Me levanto de la mesa y voy a poner la cafetera en marcha. Abro un armario tras otro sin encontrarlo.
—Fi, ¿hay algún problema con el café? Porque no lo veo.
—Ah, es que lo he comprado en granos de café. Tienes que molerlo.
—¿Molerlo? —La miro escandalizada. Tiene que estar de coña. Yo no tengo tiempo de ponerme a moler café, tengo mucho trabajo. No creo ni que tengamos un molinillo para poder hacerlo—. Por el azúcar ni pregunto, ¿verdad?
Fi ahoga un gritito.
—¿Te has vuelto loca? El azúcar es VE-NE-NO. No, no hay. Es hora de que dejes de intoxicar tu cuerpo y empieces a alimentarte como Dios manda. Tu cuerpo te lo agradecerá. Y también tu cerebro, seguro que rindes más en la oficina.
—Sí, seguro…
—Además, dices que tienes sueño, cuando empieces a comer sano, dormirás mejor. En ese armario de ahí hay un molinillo —señala—, lo compré el otro día.
—Lo dudo mucho —murmuro en voz baja mientras saco el cacharro y empiezo a moler el café. Necesito esa cafeína en mis venas ahora porque apenas he dormido un par de horas esta noche. Por no hablar de la noche del jueves…
Fui incapaz de conciliar el sueño después de haber salido corriendo de The Alchemist. Solo de pensar en verle la cara al día siguiente a Kenneth se me revolvía el estómago. Largarme de allí sin despedirme había sido una chiquillada, pero me entró el pánico. Estaba fuera de mi ambiente y me sentía incómoda y no se me ocurrió nada mejor. Claro, que cuando me levanté y me fui sin que se enterara no se me ocurrió pensar en qué iba a decirle al día siguiente. Kenneth había dejado muy claro que el viernes íbamos a tener una reunión a primera hora. Me pasé toda la noche dando vueltas en la cama, intranquila, y todo para qué, ¡para nada! Porque el muy cabrón se quedó teletrabajando.
Por fin, termino de molerlo, pongo agua en la cafetera y la pongo al fuego mientras tomo nota mentalmente de sacar un hueco para hacer el próximo día la compra.

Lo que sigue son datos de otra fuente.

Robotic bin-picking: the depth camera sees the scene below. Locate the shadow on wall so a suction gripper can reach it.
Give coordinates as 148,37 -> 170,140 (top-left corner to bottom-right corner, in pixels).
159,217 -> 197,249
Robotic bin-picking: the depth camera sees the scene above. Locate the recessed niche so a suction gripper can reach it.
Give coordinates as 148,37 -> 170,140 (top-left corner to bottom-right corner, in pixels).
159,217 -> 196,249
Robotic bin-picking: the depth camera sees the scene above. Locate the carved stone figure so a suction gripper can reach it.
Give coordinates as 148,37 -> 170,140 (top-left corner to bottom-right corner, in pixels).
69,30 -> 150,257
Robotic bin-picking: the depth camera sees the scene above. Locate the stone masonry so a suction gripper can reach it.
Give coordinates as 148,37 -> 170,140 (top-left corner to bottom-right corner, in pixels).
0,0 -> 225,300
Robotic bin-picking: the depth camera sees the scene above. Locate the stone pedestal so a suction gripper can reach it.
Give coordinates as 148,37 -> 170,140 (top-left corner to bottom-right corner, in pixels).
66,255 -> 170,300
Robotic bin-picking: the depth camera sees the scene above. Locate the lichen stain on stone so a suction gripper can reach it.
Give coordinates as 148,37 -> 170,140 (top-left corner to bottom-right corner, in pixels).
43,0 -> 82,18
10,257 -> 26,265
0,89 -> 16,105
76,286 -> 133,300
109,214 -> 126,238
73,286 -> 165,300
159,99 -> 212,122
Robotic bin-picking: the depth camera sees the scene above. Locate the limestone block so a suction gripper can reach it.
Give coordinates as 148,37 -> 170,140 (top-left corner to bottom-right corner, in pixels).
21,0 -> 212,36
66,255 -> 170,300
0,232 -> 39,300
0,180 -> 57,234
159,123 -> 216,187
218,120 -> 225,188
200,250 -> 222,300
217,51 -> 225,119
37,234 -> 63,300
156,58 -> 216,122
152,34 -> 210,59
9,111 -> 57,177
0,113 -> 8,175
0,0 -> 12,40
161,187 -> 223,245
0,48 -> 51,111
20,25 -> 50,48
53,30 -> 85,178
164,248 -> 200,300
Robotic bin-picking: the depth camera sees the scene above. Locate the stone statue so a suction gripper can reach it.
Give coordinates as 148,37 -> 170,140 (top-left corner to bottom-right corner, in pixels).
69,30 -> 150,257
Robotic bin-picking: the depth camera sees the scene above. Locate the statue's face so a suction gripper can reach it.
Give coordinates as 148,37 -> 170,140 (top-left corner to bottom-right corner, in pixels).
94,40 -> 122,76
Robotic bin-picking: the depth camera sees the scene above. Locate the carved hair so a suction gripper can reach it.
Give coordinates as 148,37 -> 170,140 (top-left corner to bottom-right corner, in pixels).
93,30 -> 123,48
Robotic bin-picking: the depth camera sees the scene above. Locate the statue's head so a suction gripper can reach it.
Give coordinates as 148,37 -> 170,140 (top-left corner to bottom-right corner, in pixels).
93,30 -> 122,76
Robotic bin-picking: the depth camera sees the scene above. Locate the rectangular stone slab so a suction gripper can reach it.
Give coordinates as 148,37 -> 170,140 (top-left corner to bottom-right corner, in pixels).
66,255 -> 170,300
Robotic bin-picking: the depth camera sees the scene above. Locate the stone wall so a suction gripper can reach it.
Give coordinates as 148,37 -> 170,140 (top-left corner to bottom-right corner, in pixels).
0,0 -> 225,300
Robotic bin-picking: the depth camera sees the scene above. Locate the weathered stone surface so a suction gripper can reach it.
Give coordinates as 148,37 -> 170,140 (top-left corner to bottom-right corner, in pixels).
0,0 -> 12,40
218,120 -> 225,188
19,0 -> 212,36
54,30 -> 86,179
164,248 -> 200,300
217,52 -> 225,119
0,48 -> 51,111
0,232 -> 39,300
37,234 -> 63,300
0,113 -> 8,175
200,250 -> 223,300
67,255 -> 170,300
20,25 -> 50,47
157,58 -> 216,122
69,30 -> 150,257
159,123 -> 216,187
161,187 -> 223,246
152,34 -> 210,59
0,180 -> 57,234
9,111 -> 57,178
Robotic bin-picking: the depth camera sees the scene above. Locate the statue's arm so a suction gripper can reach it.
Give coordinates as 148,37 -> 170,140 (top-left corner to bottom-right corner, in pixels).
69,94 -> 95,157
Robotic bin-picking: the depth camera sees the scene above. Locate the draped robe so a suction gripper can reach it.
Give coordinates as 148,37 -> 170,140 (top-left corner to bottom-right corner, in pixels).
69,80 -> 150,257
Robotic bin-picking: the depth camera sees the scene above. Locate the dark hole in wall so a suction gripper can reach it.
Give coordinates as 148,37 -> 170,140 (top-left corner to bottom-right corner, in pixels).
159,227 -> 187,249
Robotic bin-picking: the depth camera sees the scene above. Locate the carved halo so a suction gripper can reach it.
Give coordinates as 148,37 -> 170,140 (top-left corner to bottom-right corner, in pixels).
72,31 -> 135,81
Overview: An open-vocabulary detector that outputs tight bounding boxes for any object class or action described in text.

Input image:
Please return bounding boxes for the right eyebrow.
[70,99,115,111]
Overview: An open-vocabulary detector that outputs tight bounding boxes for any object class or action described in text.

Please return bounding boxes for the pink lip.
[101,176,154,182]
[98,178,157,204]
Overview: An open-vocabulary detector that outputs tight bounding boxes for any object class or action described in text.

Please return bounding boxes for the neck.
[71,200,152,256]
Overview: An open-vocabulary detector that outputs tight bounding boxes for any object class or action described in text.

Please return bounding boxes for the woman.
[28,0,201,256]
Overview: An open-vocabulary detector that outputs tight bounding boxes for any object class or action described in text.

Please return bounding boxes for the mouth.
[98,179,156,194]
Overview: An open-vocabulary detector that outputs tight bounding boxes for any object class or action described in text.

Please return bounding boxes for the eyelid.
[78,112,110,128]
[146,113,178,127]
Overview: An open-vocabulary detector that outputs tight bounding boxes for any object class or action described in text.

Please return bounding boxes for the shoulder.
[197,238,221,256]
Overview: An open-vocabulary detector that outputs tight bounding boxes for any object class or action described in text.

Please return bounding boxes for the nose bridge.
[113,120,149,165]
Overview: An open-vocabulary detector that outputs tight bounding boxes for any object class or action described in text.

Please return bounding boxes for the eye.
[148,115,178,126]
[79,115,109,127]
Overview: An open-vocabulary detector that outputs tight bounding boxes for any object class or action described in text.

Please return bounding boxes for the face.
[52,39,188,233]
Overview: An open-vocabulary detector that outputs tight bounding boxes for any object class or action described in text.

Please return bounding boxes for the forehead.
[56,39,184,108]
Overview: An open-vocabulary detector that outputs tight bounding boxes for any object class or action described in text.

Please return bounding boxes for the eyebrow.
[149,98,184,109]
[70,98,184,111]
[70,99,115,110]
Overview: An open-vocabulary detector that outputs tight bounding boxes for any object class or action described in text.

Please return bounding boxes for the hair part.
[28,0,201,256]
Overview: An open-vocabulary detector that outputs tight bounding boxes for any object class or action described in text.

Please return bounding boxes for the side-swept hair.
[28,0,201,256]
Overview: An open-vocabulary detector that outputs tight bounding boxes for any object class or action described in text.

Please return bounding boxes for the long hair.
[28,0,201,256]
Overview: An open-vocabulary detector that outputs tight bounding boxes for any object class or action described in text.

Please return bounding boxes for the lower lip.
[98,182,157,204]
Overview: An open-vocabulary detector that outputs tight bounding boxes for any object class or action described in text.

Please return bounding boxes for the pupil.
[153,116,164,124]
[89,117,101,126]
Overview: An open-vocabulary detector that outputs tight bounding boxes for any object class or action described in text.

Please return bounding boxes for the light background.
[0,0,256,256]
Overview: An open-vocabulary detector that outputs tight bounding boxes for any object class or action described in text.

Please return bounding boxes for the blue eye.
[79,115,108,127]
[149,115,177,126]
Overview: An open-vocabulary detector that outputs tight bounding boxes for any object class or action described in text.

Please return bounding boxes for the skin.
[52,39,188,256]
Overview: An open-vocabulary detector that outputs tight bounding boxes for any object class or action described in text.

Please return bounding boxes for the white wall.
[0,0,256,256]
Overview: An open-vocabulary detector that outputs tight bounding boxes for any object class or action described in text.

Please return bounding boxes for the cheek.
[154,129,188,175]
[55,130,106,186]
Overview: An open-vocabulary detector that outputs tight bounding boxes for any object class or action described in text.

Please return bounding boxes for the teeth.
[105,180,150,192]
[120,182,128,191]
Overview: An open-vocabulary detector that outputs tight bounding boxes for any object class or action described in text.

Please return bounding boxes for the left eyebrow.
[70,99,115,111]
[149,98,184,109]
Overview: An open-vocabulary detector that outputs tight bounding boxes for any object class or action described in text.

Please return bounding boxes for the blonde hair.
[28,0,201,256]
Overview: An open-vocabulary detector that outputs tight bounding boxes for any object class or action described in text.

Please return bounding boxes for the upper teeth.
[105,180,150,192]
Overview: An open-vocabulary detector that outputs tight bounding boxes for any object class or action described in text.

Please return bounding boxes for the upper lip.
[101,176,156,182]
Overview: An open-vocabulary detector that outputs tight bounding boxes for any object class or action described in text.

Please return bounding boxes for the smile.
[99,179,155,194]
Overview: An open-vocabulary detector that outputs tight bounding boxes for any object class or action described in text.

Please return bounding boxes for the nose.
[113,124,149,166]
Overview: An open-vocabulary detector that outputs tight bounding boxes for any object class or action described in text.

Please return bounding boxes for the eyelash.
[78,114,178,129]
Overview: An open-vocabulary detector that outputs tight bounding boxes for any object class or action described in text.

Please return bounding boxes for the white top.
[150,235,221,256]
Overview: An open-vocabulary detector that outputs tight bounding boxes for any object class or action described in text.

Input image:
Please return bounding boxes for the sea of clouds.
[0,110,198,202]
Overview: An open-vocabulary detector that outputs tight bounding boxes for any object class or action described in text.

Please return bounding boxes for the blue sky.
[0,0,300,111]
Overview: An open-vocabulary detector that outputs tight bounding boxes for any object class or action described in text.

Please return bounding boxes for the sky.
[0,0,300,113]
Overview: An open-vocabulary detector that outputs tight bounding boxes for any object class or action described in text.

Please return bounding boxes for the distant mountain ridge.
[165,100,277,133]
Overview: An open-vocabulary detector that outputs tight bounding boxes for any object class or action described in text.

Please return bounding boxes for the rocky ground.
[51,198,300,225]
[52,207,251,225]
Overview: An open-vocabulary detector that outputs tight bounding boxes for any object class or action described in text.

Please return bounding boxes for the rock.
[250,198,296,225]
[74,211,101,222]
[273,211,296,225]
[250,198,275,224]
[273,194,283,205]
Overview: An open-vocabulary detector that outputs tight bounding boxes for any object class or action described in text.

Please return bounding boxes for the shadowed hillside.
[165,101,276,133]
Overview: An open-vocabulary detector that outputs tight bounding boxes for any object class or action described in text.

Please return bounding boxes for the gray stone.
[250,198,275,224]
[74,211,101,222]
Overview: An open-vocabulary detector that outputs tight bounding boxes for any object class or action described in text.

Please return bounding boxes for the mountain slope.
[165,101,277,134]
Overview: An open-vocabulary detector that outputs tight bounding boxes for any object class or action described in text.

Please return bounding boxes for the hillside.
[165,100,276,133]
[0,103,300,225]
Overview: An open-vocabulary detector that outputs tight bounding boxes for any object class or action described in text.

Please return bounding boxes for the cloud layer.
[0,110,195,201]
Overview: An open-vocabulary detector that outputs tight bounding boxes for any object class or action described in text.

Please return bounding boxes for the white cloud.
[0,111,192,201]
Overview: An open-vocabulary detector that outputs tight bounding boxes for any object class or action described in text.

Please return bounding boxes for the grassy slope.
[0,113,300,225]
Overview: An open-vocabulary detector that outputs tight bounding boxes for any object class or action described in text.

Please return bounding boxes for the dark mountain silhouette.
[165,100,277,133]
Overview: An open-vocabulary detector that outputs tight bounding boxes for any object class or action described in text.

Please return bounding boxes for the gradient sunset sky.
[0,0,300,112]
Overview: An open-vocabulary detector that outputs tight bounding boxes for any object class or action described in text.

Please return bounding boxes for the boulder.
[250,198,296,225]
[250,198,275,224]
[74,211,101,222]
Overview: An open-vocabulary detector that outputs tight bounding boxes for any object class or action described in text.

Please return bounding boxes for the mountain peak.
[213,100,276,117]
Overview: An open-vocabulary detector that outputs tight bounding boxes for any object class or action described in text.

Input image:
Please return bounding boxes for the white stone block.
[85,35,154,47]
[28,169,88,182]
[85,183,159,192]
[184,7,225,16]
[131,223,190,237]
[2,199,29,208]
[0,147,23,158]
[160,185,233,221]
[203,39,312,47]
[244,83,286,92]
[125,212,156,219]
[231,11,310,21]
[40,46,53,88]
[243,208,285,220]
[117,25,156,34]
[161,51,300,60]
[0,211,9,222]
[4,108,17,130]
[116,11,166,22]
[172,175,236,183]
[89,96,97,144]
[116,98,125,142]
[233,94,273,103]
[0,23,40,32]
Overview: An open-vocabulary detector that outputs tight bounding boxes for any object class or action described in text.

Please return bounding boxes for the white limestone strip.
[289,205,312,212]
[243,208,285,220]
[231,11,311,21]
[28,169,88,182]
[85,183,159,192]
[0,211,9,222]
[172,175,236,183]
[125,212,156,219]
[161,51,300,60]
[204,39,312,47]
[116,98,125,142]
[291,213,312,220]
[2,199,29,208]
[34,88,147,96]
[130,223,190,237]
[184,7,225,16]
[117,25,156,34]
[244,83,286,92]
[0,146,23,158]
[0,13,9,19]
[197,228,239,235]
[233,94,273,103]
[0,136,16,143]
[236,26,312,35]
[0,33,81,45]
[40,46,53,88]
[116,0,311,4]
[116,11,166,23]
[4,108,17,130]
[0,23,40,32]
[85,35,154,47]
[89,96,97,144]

Me apoyo en la encimera mientras espero a que empiece a chisporrotear. Cuando escucho su característico sonido y veo que el café empieza a salir, sacó una taza del armario, apago el fuego, me sirvo y me siento de nuevo junto a Fiona.
—El otro día, cuando saliste, pasó algo ¿no? —me pregunta enarcando las cejas al tiempo que bebe su té kombucha como si fuera lo más delicioso del mundo—. Estás rara desde entonces.
—El otro día —explico, llevándome una mano a la frente—, me dieron la gran noticia de que Kenneth Anderson va a ser mi nuevo gerente.
—¿Kenneth Anderson? ¿El que te besó en tu primera fiesta de Navidad en la empresa? —Me mira con los ojos muy abiertos.
—Solo fue un beso bajo el muérdago —replico intentando quitarle importancia.
—Solo fue un beso —tararea, como si se tratara de una canción—, por eso lo recuerdas tres años después. ¡Ja! Y voy yo y me lo creo.